1st Edition

Greek Scholars between East and West in the Fifteenth Century

By John Monfasani Copyright 2015
    366 Pages
    by Routledge

    366 Pages
    by Routledge

    Although the immense importance for the Renaissance of Greek émigrés to fifteenth-century Italy has long been recognized, much basic research on the phenomenon remains to be done. This new volume by John Monfasani gathers together fourteen studies filling in some of the gaps in our knowledge. The philosophers George Gemistus Pletho and George Amiroutzes, the great churchman Cardinal Bessarion, and the famous humanists George of Trebizond and Theodore Gaza are the subjects of some of the articles. Other articles treat the émigrés as a group within the wider frame of contemporary issues, such as humanism, the theological debate between the Orthodox and Roman Catholics, and the process of translating Greek texts into Latin. Furthermore, some notable Latin figures also enter into several of the articles in a detailed way, specifically, Nicholas of Cusa, Niccolò Perotti, and Pietro Balbi.

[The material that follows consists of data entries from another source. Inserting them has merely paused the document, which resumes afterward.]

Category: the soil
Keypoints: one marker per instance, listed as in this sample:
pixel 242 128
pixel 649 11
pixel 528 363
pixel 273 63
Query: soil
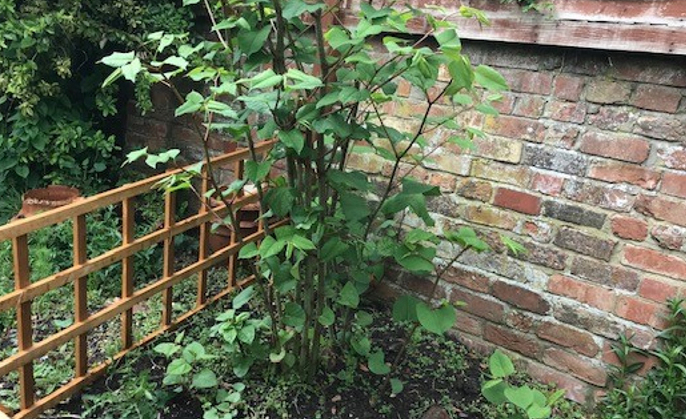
pixel 439 376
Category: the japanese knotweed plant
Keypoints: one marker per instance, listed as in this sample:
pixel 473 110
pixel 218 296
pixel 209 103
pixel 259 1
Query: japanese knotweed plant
pixel 289 70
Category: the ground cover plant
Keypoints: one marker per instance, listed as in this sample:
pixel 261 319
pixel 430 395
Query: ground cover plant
pixel 286 71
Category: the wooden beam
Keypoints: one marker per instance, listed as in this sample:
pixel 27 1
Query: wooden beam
pixel 114 196
pixel 80 295
pixel 24 357
pixel 127 286
pixel 22 279
pixel 52 282
pixel 79 383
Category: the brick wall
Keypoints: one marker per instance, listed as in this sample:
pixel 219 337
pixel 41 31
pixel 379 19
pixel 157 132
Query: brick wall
pixel 586 167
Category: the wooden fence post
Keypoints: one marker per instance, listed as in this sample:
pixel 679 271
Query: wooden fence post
pixel 20 250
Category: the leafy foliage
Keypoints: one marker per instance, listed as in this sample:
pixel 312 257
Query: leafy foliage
pixel 663 392
pixel 320 92
pixel 54 125
pixel 529 403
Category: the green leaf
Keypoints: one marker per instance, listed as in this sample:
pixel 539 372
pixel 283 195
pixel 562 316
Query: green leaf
pixel 328 317
pixel 494 391
pixel 193 103
pixel 500 365
pixel 257 171
pixel 522 396
pixel 293 315
pixel 248 251
pixel 538 412
pixel 377 363
pixel 118 59
pixel 205 379
pixel 293 139
pixel 250 41
pixel 333 248
pixel 354 206
pixel 302 81
pixel 243 297
pixel 361 344
pixel 167 349
pixel 396 386
pixel 439 320
pixel 349 296
pixel 280 200
pixel 416 264
pixel 178 367
pixel 405 309
pixel 490 78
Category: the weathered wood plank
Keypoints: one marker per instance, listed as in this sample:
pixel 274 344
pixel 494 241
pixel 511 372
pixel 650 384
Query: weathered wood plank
pixel 80 295
pixel 22 279
pixel 114 196
pixel 24 357
pixel 52 282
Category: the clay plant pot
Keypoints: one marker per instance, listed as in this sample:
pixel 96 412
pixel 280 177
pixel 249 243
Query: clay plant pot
pixel 36 201
pixel 247 218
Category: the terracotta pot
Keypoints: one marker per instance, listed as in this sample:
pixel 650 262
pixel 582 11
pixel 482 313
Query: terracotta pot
pixel 40 200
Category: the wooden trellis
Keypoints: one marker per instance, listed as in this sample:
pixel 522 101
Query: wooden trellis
pixel 26 290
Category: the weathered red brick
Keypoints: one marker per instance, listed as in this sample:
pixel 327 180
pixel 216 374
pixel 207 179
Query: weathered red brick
pixel 607 91
pixel 593 295
pixel 605 274
pixel 520 297
pixel 627 173
pixel 641 311
pixel 519 201
pixel 524 344
pixel 516 128
pixel 547 184
pixel 617 146
pixel 479 306
pixel 657 98
pixel 669 237
pixel 529 106
pixel 568 337
pixel 482 214
pixel 467 279
pixel 568 87
pixel 475 189
pixel 662 209
pixel 574 389
pixel 567 111
pixel 576 365
pixel 628 227
pixel 657 290
pixel 674 184
pixel 597 247
pixel 655 261
pixel 673 157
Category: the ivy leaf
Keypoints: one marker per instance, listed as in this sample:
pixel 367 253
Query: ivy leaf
pixel 293 315
pixel 328 317
pixel 293 139
pixel 118 59
pixel 405 309
pixel 490 79
pixel 500 365
pixel 349 296
pixel 205 379
pixel 396 386
pixel 439 320
pixel 522 396
pixel 178 367
pixel 377 363
pixel 243 297
pixel 250 41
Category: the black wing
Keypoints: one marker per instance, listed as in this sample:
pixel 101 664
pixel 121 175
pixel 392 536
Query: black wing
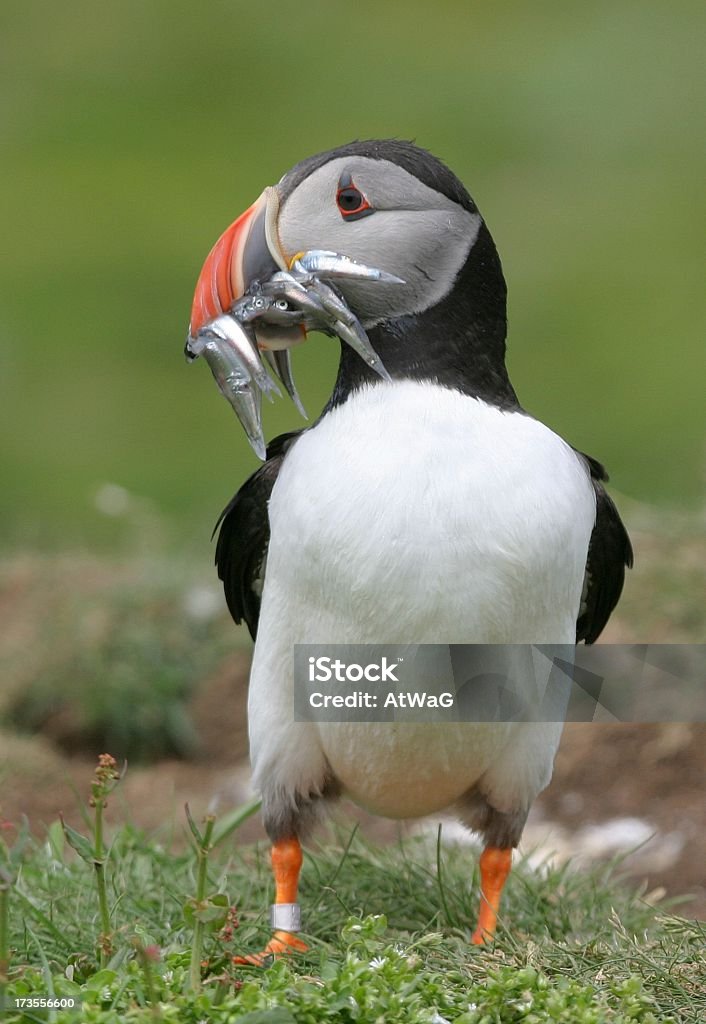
pixel 244 536
pixel 610 552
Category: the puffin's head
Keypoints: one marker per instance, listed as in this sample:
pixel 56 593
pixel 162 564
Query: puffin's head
pixel 386 204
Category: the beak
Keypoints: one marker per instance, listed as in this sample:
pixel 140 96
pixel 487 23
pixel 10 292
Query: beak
pixel 247 251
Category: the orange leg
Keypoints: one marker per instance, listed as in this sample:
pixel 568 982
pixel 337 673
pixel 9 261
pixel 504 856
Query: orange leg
pixel 495 866
pixel 286 858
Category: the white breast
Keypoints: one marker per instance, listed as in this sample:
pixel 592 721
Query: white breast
pixel 415 514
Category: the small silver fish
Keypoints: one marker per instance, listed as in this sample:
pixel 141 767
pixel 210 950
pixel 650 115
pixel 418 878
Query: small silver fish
pixel 270 313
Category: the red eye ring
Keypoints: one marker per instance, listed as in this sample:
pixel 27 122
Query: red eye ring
pixel 350 201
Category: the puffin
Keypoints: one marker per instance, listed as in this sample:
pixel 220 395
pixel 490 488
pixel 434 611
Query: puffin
pixel 423 506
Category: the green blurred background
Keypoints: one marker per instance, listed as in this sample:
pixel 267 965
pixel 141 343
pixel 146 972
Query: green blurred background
pixel 133 132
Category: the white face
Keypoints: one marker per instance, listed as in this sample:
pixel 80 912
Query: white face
pixel 413 231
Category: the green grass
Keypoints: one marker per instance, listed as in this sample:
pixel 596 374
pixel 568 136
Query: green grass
pixel 133 133
pixel 387 932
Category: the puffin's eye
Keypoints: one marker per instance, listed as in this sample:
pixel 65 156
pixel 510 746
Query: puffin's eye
pixel 351 203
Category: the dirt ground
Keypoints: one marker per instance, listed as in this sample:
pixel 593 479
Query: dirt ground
pixel 633 791
pixel 616 788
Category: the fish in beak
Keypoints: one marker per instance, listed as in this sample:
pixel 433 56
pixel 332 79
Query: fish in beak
pixel 251 299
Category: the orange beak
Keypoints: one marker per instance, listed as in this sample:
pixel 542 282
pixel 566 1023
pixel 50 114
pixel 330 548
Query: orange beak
pixel 247 251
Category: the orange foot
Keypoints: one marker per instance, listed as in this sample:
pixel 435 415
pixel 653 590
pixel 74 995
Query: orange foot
pixel 281 944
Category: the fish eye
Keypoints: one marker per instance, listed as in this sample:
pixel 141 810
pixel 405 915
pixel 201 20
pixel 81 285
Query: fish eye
pixel 350 201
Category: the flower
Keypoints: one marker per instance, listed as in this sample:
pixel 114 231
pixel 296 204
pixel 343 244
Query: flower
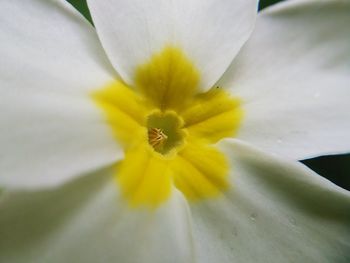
pixel 212 114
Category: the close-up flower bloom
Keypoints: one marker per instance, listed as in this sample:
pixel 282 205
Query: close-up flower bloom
pixel 171 131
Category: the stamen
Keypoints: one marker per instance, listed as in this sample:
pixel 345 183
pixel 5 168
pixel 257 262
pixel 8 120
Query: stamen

    Contents: Preface; The Greeks and Renaissance humanism; The pro-Latin apologetics of the Greek émigrés to quattrocento Italy; Pletho’s date of death and the burning of his Laws; George Gemistus Pletho and the West: Greek émigrés, Latin scholasticism, and Renaissance humanism; The ‘lost’ final part of George Amiroutzes’ Dialogus de Fide in Christum and Zanobi Acciaiuoli; A note on George Amiroutzes (c. 1400-c. 1469) and his moral argument against the transmigration of souls; Cardinal Bessarion’s own translation of the In Calumniatorem Platonis; Niccolò Perotti and Bessarion’s In Calumniatorem Platonis; Cardinal Bessarion’s Greek and Latin sources in the Plato-Aristotle controversy of the 15th century and Nicholas of Cusa’s relation to the controversy; The pre- and post-history of Cardinal Bessarion’s 1469 In Calumniatorem Platonis; A tale of two books: Bessarion’s In Calumniatorem Platonis and George of Trebizond’s Comparatio Philosophorum Platonis et Aristotelis; Aristotle as scribe of nature: the title-page of MS Vat. Lat. 2094; George of Trebizond’s critique of Theodore Gaza’s translation of the Aristotelian Problemata; Some quattrocento translators of St Basil the Great: Gaspare Zacchi, Episcopus Anonymus, Pietro Balbi, Athanasius Chalkeopoulos, and Cardinal Bessarion; Addenda et corrigenda; Indexes.

    Biography

    John Monfasani is Professor in the Department of History, State University of New York at Albany, USA.